#38 - Intelligence and Overfit
The other side of the double edged sword of increased intelligence
Last time we spoke about intelligence and pattern recognition:
#37 - Pattern Recognition & Intelligence
While there are many ways to look at and define intelligence, essentially all research points to a core, general intelligence (referred to as g in academic literature), as the governing factor for people. Put another way, g is the speed limit of a human brain, and we all have slightly different ones.
As promised, today we’ll look at the downsides of excellent pattern recognition in humans (and AI).
Looking at computers, even before AI they were exceptional pattern recognition engines If intelligence were fully defined by pattern recognition, computers may already be superior to their creators. Even using basic techniques like regression, computers are often able to spot relationships that humans miss.
But the downfall of computer pattern recognition, as any good data scientist knows, is overfitting. In lay terms, overfitting is when a model identifies a trend that wasn’t real and rather just an accident of randomness within the data. Such a relationship will do well to explain the past, but will be useless (or worse) at predicting the future.
Put practically, imagine the following. You feed a computer a bunch of people’s height, weight, hair color, shoe size and ask it to determine whether they are left-handed. The computer will draw the best relationship it can from this – one which may explain a lot or all of the data you provide. But as each of these factors is (to my knowledge) uncorrelated with left-handedness, the model will be worthless when predicting if a new person is left-handed.

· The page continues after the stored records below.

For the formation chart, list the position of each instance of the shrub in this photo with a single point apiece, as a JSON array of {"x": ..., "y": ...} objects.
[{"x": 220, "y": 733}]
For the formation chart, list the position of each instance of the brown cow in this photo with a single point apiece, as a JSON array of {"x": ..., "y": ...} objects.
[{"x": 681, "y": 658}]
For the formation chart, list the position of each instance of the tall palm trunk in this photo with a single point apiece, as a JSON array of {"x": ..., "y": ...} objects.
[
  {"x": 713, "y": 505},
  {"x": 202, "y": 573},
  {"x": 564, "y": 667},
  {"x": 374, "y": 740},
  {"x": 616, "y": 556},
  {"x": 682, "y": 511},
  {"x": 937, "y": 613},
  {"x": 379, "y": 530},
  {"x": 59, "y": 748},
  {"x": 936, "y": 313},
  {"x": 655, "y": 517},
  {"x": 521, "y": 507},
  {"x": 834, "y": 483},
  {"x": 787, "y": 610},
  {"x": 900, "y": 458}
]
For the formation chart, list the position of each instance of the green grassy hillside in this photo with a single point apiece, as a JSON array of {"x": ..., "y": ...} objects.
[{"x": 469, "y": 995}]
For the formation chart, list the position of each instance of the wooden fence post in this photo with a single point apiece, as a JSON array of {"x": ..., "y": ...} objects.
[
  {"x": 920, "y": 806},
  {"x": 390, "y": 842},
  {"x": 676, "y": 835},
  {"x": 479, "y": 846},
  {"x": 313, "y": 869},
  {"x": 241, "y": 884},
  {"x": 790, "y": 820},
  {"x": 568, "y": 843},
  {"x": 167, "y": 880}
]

It’s broadly been recognized that humans also suffer from overfitting. Superstitions can be seen as us overfitting behavior models: we saw something bad happen once when a guy walked under a ladder, so now no one should do it.
More practically, the work of Nobel Prize winning economist Daniel Kahneman shows how humans systematically are biased in our thinking, with anchoring and loss aversion biases being two of the most common. Each of these merits its own coverage at some point.
With that all said, let’s link this back to intelligence. More intelligence leads to more pattern recognition, but it does not ensure that these patterns are real. They may be, and often are spurious overfits. This is a handicap that comes with intelligence. This is why, as Naval Ravikant put it on a recent episode of his podcast, “Judgement is the Decisive Skill,” and why he states in it that “Intellect without any experience is often worse than useless.”
Judging how much a smart person overfits with their additional pattern recognition skills is a fool’s errand, and would vary greatly from person to person. Thus I’ll bring in my personal experience: I’ve seen many objectively smart people be overconfident in “proven” ideas.
Case-in-point: many people seem sure to trust that the science (or “The Science”) is absolute, without considering all the reasons the science could be off: financial incentives from government and industry, p-hacking done to make a name and a splash with a controversial result, tertiary factors being overlooked that obscure or drive the real effect, and so much more.
My bias is to opt on the side of caution. Whether we call it judgement or call it wisdom, it’s better to admit that we don’t yet know something. If we act to hastily with certainty, the unintended consequences around are almost always powerful and hard-to-predict.